Classification: Straight Bourbon
Company: Kings County Distillery
Distillery: Kings County Distillery
Age: 4 Years
Mashbill: 80% Corn, 20% Malted Barley
Color: Dark Amber
MSRP: $99 (750ml), $55 (375ml), $30 (200ml) (2020)
Kings County Distillery is New York City’s oldest and largest whiskey distillery. They are located in a 120-year-old Paymaster Building in the Brooklyn Navy Yard. Co-owner and distiller Colin Spoelman cut his teeth distilling moonshine in his Brooklyn apartment before deciding to make it his fulltime job. Kings County Distillery notably uses Scottish copper pot stills and open fermentation to produce their whiskey. Their corn is from a local New York State farm, their barley for their bourbon is from England, and Scotland for their Peated Bourbon and Single Malt whiskey. Their whiskey is aged in 15-gallon barrels.
An expressive caramel scent emanates from the glass, followed by corn and vanilla. A bit fainter, but no less important, are layers of strawberry, buttercream frosting, and bread pudding that mingle in. Together these scents form an enjoyable aroma that work well, provide adequate complexity, yet aren’t overly showy either.
A surprisingly dark and rich flavor profile jumps out at first sip. Cocoa beans, dark brown sugar, and wet oak contrast against the whiskey’s noticeable maltiness. There is a touch of youth present that is more playful with the other flavors than something that stands out on its own. It is this dance between the dark flavors, oak, malt, youth, and thick mouthfeel that makes the palate quite interesting and memorable.
A bit of dryness develops on the finish thanks to a large presence of oak and bittersweet chocolate. A touch of leather, vanilla, and malt help round out and balance the finish. The viscosity from the palate follows through to the finish resulting in a lasting aftertaste and impactful finish.

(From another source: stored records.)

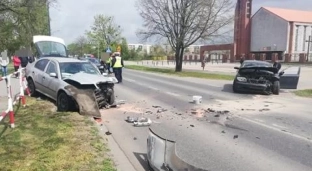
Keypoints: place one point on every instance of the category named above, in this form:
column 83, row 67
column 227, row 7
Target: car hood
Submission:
column 87, row 79
column 271, row 69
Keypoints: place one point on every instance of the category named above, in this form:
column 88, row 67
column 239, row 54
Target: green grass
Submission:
column 183, row 73
column 304, row 93
column 47, row 140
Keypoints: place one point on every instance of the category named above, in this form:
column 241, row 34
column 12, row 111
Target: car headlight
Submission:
column 241, row 79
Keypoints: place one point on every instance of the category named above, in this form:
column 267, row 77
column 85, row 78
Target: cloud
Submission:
column 71, row 18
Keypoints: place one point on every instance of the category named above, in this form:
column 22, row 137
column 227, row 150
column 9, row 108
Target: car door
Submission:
column 38, row 72
column 51, row 83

Kings County Distillery definitely marches to the beat of their own drum when it comes to distilling and that is all too apparent at first sip of their Bottled in Bond Bourbon. Kings County’s bourbon tastes different than what you’re probably used to from Kentucky distilleries. This is all due to how Kings County crafts their whiskey. Using pot stills creates an undeniable texture to their whiskey, not only in its viscosity but also in its flavor structure. The use of only two grains versus a traditional three grain mashbill is also in stark contrast to the majority of bourbons in the market. Combining these with 15 gallon barrels for aging and the high amount of malt in its mashbill, creates a whiskey that stands out on its own. This isn’t a New York whiskey trying to emulate a Kentucky one. This is distinctly a Kings County Bourbon and its uniqueness is unequivocal.

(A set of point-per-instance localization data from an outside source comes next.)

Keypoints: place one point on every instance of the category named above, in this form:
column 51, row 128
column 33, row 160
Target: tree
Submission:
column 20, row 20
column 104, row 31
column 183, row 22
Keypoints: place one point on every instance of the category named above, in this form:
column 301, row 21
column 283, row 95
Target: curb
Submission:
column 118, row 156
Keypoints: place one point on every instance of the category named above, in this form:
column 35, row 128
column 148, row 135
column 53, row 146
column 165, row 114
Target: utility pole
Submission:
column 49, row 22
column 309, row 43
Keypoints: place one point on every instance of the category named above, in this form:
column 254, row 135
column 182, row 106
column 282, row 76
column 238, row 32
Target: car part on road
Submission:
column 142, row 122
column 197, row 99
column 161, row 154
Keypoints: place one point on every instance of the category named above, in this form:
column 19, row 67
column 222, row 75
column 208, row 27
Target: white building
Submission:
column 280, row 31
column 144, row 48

The number of unique practices Kings County uses to create their whiskey unfortunately also comes at a cost to both them and the consumer. As a result, their whiskey is expensive even for craft whiskey standards. One way the company has combated this is by releasing their whiskey in different bottle sizes, an admirable move to get more people to take a chance on their unique tasting whiskey. Bottled in Bond (BiB) whiskeys comes in all different ages and prices of course, but at the minimum and most common 4 year mark, there are quite a few bourbons to compete with that are listed at a fraction of the price. Old Grand-Dad Bottled In Bond Bourbon is a notable standout in that sector at $25. While Old Grand-Dad sports some standout traits over other Kentucky bonded bourbons, it tastes largely like other mass produced value bourbons from a very high level view. Uniqueness does add value, but there's no getting around the fact that Kings County is on the high side when it comes to not only craft whiskey, but 4 year old whiskeys in general. If you put a high value on uniqueness, supporting trailblazers and their artisan whiskeys, then Kings Country BiB Bourbon will be your whiskey. If not, then you’ll very much struggle with Kings County’s pricing.

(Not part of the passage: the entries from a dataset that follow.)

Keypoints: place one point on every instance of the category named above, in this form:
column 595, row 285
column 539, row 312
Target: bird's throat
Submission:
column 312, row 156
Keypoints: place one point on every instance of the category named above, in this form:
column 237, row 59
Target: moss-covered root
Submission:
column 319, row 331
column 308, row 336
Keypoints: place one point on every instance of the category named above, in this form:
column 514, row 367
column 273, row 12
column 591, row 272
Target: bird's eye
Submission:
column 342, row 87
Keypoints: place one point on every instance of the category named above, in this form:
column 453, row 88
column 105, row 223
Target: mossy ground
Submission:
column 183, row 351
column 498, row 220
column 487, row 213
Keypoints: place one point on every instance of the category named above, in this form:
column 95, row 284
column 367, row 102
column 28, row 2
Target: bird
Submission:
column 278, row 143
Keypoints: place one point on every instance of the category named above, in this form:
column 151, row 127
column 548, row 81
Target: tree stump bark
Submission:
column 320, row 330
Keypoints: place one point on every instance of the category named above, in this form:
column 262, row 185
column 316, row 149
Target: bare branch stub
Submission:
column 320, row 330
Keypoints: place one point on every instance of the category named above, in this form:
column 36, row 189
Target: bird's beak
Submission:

Brooklyn is known for their artisanal merchants, and Kings County is no exception, producing one of the more unique Bottled in Bond bourbons in the market.
A craft whiskey company releasing a four year old bourbon is a notable achievement for the company themselves, but usually ignored by the larger whiskey community. Too often the whiskey tastes young, or in trying to replicate Kentucky bourbon, it pales in comparison. Utilizing copper stills, open fermentation, a unique mashbill, and smaller barrels have combined to create a bourbon that tastes distinctly Kings County. The resulting bourbon has an unmistakable viscosity and flavor texture that finds a way to balance dark flavors against the brightness that comes from being 4 years old and with a high amount of malt in its mashbill. It's a dangerous tightrope to walk and it won’t be for everyone, but for some, it will stand out in a crowded field of like-minded competitors.